Sunday 1 January 2017

Descriptions, Metagames and Teaching

Over the last year, I have found myself creating videos for various purposes. Video is a powerful medium for communication, partly because it presents many simultaneous descriptions of the same thing: I will make the graphics, the text, the voice, animations. There are inflections in my voice too, and ways in which the content is structured when I present it. Each of these descriptions is redundant in the sense that any particular description could be removed, and the sense of what I am communicating is preserved: it just wouldn't be as effective. There is perhaps a general rule: the most powerful approach to teaching, the richest the array of descriptions which can be brought to bear in communicating.

Another way of looking at this is to say that if I want to communicate a concept A, and A is constrained by a set of factors (or other concepts), B,C,D and E, then the richest number of descriptions will apply not to A, but to E (the deepest constraint), because E will be a deep constraint not just of A, but of W, X, Y and Z...or anything else. If A is a very specific thing, constrained by a particular perspective, then A has to be imparted negatively through the multiple presentation of descriptions of the things which constrain it.  It is the way in which a child might be convinced of A, where there are multiple (and nested) Why? questions: ((((A)Why?)Why?)Why?)Why?)Why?

A few years ago, I wrote a paper with Loet Leydesdorff on Systems theory approaches to communication and organisation, drawing particular reference on the similarities between Stafford Beer's Viable System Model and Luhmann's social systems theory: see https://papers.ssrn.com/sol3/papers.cfm?abstract_id=2279467. In it, I drew on Nigel Howard's metagame theory, arguing that both systems theories were effectively 'games' played with either members of an organisation (Beer) or the community of sociologists (Luhmann). It's been pretty ignored since, but my recent thinking about constraint has led me back to it.

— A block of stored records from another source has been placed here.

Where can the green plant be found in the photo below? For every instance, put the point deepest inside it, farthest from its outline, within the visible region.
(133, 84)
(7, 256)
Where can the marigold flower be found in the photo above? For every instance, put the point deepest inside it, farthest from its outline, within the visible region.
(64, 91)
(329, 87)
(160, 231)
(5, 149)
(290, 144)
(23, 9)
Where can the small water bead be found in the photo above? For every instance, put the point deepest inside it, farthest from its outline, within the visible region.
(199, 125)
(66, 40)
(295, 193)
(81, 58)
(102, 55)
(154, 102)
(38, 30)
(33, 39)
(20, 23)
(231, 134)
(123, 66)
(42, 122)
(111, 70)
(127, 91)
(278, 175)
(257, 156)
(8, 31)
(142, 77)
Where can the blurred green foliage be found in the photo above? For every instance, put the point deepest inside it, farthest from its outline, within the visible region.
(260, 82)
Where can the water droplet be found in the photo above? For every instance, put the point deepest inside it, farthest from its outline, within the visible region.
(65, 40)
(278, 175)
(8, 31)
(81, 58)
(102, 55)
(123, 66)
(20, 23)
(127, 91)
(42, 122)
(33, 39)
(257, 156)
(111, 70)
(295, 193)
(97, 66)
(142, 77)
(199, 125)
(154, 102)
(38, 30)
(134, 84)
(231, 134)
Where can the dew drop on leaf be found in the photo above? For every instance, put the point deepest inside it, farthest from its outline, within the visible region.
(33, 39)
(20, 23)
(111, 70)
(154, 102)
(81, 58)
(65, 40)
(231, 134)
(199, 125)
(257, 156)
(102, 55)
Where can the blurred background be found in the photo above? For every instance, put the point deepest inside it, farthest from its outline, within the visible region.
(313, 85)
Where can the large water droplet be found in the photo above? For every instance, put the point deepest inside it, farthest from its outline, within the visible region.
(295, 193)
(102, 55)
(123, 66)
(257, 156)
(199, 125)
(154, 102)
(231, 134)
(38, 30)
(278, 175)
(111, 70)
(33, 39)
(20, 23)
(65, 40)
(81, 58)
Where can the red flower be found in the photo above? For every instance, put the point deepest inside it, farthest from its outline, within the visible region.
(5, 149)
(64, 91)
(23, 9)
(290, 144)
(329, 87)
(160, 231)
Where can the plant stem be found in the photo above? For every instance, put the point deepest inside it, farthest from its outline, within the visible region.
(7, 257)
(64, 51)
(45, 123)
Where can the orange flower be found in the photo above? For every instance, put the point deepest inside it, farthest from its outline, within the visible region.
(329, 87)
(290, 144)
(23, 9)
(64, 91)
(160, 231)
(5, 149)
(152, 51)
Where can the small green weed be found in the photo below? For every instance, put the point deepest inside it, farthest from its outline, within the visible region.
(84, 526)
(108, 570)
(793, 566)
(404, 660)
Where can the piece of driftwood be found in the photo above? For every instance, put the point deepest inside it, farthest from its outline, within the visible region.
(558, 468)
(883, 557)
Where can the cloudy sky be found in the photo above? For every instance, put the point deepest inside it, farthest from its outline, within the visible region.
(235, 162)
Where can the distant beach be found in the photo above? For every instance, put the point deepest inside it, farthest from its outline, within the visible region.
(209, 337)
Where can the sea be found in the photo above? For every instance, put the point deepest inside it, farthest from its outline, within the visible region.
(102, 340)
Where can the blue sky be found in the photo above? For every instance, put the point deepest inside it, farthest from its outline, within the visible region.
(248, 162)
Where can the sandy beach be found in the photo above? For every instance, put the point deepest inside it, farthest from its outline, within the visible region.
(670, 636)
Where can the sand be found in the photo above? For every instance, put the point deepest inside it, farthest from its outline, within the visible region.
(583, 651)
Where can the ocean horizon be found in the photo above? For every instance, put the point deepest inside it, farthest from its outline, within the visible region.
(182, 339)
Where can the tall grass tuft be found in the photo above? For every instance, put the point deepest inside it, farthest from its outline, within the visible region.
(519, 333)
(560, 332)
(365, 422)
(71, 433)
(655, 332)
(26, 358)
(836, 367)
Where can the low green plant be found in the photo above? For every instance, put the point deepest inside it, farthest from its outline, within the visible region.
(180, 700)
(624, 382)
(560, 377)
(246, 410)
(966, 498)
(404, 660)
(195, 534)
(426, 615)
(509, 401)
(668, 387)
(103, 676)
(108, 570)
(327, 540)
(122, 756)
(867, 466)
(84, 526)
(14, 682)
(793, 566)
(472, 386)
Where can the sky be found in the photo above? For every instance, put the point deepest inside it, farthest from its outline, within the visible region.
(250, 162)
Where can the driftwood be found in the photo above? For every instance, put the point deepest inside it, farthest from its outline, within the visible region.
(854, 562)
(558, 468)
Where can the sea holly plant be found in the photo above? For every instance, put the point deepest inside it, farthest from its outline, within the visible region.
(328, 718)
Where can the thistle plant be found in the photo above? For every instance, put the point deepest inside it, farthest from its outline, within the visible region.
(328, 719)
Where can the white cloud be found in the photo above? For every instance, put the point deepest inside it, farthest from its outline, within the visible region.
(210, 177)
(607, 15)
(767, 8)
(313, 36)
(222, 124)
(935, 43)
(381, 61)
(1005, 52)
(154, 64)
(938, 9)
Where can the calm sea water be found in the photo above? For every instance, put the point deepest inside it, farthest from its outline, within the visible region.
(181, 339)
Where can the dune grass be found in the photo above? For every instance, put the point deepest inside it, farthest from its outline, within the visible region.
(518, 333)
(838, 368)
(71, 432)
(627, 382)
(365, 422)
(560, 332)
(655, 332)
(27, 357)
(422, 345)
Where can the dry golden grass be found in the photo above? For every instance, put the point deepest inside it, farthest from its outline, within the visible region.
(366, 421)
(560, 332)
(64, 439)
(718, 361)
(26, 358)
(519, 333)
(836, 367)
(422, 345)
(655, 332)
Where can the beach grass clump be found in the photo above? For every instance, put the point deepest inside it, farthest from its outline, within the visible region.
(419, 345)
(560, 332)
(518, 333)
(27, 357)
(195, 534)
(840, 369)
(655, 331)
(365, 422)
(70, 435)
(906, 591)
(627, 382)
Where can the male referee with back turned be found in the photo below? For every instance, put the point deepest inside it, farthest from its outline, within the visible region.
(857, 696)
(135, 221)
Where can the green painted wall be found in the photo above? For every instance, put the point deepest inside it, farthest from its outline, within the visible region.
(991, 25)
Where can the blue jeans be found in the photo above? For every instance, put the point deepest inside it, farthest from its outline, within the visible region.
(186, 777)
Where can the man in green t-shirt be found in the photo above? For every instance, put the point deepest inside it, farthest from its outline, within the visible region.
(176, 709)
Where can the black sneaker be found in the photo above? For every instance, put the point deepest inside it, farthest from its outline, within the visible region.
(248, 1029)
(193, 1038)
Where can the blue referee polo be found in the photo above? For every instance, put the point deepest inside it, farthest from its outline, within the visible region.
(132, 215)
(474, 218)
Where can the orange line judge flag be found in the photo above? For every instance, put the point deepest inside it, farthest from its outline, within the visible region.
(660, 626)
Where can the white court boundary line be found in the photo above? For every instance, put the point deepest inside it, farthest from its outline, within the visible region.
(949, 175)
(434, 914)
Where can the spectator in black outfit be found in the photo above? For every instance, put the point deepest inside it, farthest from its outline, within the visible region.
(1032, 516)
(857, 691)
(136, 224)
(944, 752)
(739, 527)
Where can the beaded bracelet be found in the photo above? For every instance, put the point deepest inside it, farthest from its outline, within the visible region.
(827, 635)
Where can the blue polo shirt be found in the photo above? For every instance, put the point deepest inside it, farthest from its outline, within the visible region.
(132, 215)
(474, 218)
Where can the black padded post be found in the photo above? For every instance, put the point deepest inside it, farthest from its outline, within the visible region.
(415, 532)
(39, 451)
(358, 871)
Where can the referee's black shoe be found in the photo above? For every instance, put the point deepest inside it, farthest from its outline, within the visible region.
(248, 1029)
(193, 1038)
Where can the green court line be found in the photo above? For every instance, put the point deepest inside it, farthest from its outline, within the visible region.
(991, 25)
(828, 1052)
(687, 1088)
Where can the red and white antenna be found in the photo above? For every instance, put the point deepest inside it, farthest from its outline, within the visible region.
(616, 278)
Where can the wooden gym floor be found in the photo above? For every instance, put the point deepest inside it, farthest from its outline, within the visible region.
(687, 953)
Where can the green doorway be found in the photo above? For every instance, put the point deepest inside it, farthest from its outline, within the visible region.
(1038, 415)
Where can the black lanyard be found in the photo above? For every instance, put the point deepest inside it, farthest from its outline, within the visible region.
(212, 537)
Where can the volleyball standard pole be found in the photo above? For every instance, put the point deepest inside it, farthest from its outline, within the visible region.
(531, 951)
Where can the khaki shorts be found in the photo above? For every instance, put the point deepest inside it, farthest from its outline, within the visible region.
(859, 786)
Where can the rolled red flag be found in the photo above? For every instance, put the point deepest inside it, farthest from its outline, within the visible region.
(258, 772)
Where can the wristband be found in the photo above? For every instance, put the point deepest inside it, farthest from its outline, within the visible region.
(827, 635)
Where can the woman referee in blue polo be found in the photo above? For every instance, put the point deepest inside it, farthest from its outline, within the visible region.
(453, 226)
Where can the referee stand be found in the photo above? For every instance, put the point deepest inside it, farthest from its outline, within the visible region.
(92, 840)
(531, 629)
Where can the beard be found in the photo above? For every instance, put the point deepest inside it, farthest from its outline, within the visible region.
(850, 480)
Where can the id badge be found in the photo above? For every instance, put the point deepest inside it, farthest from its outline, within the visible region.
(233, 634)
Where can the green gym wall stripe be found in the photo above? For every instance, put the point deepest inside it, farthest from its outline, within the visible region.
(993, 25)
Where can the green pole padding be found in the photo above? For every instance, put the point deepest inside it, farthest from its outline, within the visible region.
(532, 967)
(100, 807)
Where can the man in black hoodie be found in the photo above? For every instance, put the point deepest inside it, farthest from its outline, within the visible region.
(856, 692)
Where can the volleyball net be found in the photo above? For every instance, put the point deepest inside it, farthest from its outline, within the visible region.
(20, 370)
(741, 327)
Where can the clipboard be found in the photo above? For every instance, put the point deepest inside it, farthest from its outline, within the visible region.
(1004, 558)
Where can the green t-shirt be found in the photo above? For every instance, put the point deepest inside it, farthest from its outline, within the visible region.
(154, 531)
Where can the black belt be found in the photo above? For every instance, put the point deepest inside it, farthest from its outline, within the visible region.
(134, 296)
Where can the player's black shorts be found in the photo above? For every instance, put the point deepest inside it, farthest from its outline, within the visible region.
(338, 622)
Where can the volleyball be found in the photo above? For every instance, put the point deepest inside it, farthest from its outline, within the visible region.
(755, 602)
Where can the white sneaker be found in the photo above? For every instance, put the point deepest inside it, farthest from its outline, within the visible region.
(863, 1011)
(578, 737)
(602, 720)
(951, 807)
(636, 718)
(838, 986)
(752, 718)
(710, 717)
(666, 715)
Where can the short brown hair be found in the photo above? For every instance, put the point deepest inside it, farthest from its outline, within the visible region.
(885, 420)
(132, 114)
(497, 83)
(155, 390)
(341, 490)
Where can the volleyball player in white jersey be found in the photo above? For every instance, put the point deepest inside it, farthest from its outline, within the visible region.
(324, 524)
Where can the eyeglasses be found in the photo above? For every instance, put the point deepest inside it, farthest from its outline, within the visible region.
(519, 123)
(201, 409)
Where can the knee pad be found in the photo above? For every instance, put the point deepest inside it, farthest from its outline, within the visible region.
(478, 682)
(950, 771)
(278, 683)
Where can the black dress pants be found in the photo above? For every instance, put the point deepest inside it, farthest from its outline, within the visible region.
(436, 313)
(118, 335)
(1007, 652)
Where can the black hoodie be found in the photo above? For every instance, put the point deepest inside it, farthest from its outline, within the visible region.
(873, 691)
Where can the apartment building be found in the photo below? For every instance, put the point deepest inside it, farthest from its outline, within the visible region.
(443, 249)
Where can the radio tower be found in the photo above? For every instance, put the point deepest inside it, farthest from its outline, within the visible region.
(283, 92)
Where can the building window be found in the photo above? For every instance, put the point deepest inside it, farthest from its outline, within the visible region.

So I'm asking whether there is a connection between the 'string rewriting' ideas that I touched on in my last post, and Howard's metagames as we presented it in the paper. The basic idea was that metagame trees (that is, decision trees about speculated strategies of opponent moves in games) quickly get enormously complex. They are so enormously complex that we, not being computers, easily forget sets of permutations and options which are logically possible. Certain speculations about the future are constrained by factors in the environment about which we have little knowledge. The effect of these constraints is to privilege one action over another. In the paper I argued that the action chosen was the one that emerged most dominant in all levels of recursion given the constraints - a kind of 'universal concept' which emerged through constraint. To find this mathematically, it was simply a matter of counting the outcome which was most dominant:


So in the above diagram, given the 'gaps' in reasoning (holes in the table), outcome Pa ,Pb emerges as dominant. But what does "emerging dominant" mean? In counting the number of times this particular outcome emerges at all levels of recursion, we are effectively counting the number of descriptions of this outcome. So Pa ,Pb can be described as (b)a and ((b)b)a) and ((b)a)b and so on. What we have then are ways of rewriting the string for outcome Pa ,P

Of course, these are the constraints seen from one player A's perspective imaging the constraints of player B. There is a point at which Player A and Player B have similar constraints: they will be able to exchange different and equivalent descriptions of a concept, and at this point they will have knowledge of the game each other is playing. At this point, the metagame of this game becomes the interesting thing: someone will break the rules. And then we learn something new.